Opportunities for HF device development

In their August 2021 updated guidelines for the diagnosis and treatment of acute and chronic HF, the European Society of Cardiology (ESC) identified several areas where gaps exist in the medical community’s knowledge of HF diagnosis and treatment. The society indicated that devices and interventions for patients with HF is one such area of opportunity and recommended further research to deliver strong evidence for new discoveries in implantable HF devices. This gap could leave the door open for more funding and investigation into the CardioMEMS and similar systems.

Key takeaway

Although HF is still the leading cause of death worldwide, better treatments have resulted in longer lifespans for patients. Thus, the number of individuals living with HF is increasing (an estimated 6.2 million people in the U.S.) which necessitates a constant pursuit of novel devices and therapies for these patients. Wearable and implantable AI devices for HF have increased over the last few decades, providing data to improve diagnostic, triage and management techniques. 

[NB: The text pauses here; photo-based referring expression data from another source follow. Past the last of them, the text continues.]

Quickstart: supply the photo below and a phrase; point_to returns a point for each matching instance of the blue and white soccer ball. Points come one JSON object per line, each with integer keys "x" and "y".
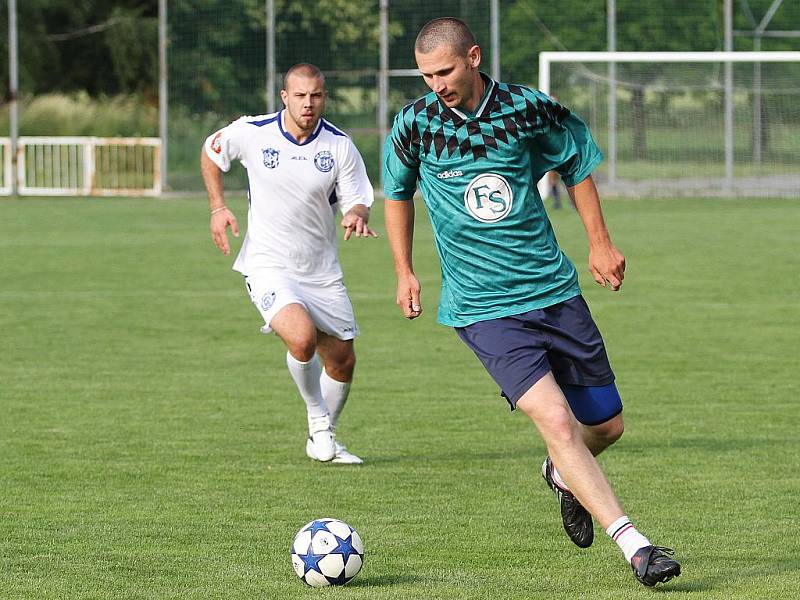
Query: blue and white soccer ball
{"x": 327, "y": 552}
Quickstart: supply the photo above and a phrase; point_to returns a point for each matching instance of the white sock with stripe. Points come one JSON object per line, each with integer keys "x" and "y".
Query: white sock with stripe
{"x": 627, "y": 537}
{"x": 558, "y": 480}
{"x": 306, "y": 377}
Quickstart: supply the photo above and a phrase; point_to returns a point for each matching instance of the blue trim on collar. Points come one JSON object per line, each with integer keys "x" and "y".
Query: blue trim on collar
{"x": 290, "y": 137}
{"x": 332, "y": 129}
{"x": 264, "y": 121}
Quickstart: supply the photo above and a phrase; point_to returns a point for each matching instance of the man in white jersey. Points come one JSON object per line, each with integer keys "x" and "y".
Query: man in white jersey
{"x": 300, "y": 169}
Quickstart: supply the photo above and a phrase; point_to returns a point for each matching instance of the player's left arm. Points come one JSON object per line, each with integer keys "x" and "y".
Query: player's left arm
{"x": 606, "y": 262}
{"x": 355, "y": 194}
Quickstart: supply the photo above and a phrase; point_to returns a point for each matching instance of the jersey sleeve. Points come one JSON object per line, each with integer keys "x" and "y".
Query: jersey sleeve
{"x": 225, "y": 146}
{"x": 352, "y": 183}
{"x": 563, "y": 144}
{"x": 400, "y": 159}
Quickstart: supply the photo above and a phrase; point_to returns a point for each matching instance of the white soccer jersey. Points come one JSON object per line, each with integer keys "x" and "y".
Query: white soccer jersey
{"x": 295, "y": 190}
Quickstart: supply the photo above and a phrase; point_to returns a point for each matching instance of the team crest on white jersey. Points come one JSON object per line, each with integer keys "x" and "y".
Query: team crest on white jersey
{"x": 488, "y": 198}
{"x": 324, "y": 161}
{"x": 270, "y": 157}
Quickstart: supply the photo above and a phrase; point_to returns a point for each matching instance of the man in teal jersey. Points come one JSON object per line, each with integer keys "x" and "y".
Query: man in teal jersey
{"x": 476, "y": 148}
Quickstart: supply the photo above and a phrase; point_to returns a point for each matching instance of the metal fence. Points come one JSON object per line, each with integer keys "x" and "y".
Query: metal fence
{"x": 83, "y": 166}
{"x": 225, "y": 58}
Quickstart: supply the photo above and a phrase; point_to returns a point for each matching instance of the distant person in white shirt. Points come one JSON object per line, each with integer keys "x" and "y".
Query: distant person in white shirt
{"x": 300, "y": 170}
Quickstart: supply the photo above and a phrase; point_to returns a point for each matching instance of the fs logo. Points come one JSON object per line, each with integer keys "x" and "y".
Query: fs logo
{"x": 324, "y": 161}
{"x": 270, "y": 157}
{"x": 488, "y": 198}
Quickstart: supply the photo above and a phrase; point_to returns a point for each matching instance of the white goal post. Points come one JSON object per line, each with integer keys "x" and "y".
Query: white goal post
{"x": 737, "y": 94}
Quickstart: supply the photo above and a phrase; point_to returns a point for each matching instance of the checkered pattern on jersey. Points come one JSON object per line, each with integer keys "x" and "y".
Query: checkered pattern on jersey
{"x": 511, "y": 113}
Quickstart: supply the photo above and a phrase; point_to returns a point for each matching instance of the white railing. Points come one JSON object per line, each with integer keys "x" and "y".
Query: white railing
{"x": 83, "y": 166}
{"x": 5, "y": 176}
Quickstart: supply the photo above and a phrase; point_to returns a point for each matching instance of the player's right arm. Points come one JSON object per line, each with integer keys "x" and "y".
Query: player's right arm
{"x": 221, "y": 215}
{"x": 400, "y": 172}
{"x": 399, "y": 217}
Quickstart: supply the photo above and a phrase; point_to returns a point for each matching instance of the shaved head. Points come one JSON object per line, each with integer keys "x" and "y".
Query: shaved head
{"x": 304, "y": 70}
{"x": 446, "y": 31}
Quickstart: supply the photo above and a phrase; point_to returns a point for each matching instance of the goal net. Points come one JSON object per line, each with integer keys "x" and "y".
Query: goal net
{"x": 686, "y": 123}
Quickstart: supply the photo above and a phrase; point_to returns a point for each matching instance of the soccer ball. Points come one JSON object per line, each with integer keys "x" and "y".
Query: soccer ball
{"x": 327, "y": 552}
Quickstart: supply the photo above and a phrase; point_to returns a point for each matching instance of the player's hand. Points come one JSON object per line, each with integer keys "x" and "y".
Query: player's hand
{"x": 355, "y": 223}
{"x": 408, "y": 296}
{"x": 219, "y": 224}
{"x": 607, "y": 265}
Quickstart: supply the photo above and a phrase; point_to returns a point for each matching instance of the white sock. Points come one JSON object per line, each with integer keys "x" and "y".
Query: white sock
{"x": 627, "y": 537}
{"x": 306, "y": 377}
{"x": 335, "y": 395}
{"x": 558, "y": 480}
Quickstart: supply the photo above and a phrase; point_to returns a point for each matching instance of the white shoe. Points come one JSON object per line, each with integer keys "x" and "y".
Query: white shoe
{"x": 320, "y": 445}
{"x": 343, "y": 457}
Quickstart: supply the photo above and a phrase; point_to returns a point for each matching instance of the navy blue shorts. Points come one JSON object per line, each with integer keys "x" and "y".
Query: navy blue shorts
{"x": 519, "y": 350}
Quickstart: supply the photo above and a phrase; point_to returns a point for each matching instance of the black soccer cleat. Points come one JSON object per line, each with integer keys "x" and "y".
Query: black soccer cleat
{"x": 652, "y": 565}
{"x": 576, "y": 519}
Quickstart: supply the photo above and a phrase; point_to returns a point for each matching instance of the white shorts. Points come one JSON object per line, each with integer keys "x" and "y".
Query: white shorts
{"x": 327, "y": 303}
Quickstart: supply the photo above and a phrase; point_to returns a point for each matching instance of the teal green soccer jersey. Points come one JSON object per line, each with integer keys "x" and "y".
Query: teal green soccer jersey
{"x": 477, "y": 174}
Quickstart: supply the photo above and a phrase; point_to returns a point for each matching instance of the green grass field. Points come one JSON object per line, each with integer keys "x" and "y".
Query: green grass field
{"x": 151, "y": 443}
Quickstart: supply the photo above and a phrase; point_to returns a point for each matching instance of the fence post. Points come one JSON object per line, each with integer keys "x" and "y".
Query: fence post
{"x": 88, "y": 167}
{"x": 383, "y": 83}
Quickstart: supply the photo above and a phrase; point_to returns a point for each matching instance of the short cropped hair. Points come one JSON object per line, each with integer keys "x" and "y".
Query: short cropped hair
{"x": 304, "y": 70}
{"x": 448, "y": 31}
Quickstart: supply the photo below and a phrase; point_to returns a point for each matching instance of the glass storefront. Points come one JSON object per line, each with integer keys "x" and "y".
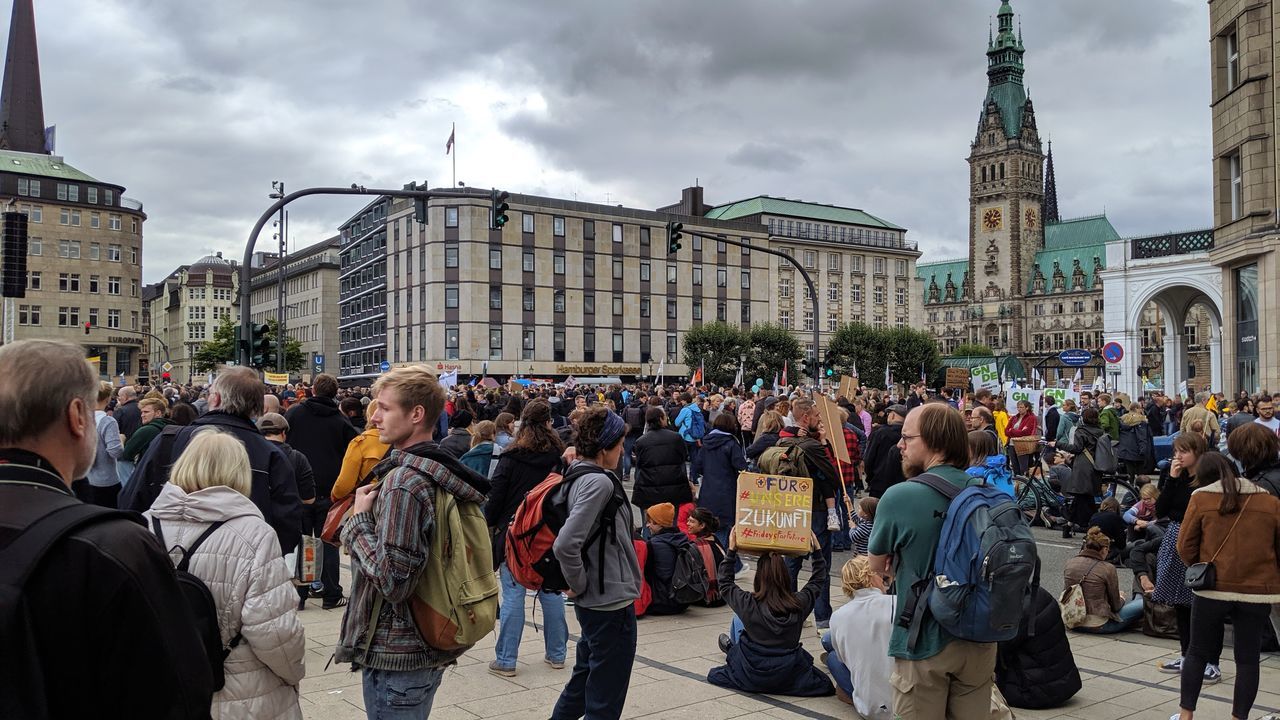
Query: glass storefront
{"x": 1247, "y": 328}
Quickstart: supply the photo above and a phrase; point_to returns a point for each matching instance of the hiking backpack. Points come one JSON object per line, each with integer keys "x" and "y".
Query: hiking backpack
{"x": 694, "y": 579}
{"x": 539, "y": 520}
{"x": 984, "y": 570}
{"x": 200, "y": 602}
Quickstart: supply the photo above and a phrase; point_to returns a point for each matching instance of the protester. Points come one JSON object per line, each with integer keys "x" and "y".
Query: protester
{"x": 856, "y": 643}
{"x": 108, "y": 627}
{"x": 940, "y": 674}
{"x": 1234, "y": 525}
{"x": 388, "y": 536}
{"x": 238, "y": 557}
{"x": 763, "y": 651}
{"x": 234, "y": 400}
{"x": 534, "y": 454}
{"x": 606, "y": 611}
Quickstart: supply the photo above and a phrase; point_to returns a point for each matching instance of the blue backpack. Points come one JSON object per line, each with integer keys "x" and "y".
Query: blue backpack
{"x": 984, "y": 570}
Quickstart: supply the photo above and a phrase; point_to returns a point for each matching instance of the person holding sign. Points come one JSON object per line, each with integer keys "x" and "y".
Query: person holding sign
{"x": 763, "y": 651}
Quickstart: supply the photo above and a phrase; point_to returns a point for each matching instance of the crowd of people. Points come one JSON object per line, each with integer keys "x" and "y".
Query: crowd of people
{"x": 129, "y": 497}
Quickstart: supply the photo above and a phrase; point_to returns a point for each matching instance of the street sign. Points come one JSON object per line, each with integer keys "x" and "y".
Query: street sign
{"x": 1112, "y": 352}
{"x": 1075, "y": 358}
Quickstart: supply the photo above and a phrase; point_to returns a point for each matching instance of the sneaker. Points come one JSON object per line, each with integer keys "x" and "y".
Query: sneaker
{"x": 502, "y": 671}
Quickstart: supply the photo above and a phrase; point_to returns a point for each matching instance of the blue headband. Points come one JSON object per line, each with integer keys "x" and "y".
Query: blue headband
{"x": 612, "y": 432}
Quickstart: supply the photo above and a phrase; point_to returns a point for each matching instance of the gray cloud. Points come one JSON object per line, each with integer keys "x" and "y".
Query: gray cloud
{"x": 196, "y": 108}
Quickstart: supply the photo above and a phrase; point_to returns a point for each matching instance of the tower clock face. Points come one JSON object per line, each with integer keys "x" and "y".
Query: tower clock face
{"x": 992, "y": 219}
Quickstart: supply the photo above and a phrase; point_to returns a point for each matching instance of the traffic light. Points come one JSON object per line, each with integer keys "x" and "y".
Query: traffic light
{"x": 263, "y": 346}
{"x": 499, "y": 208}
{"x": 673, "y": 236}
{"x": 13, "y": 276}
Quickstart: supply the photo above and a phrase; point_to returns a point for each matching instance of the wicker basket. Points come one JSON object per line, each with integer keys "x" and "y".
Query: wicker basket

Despite unconvincing results from the GUIDE-HF trial, the CardioMEMS HF System remains a useful AI tool to help providers remotely manage patients with class III HF, reducing hospitalization and improving quality of life. The FDA’s decision to allow pre-pandemic portion of the study data to be analyzed independently – along with the ESC’s identification of knowledge gaps in this area – may provide a path for more investigation of the system in expanded patient populations.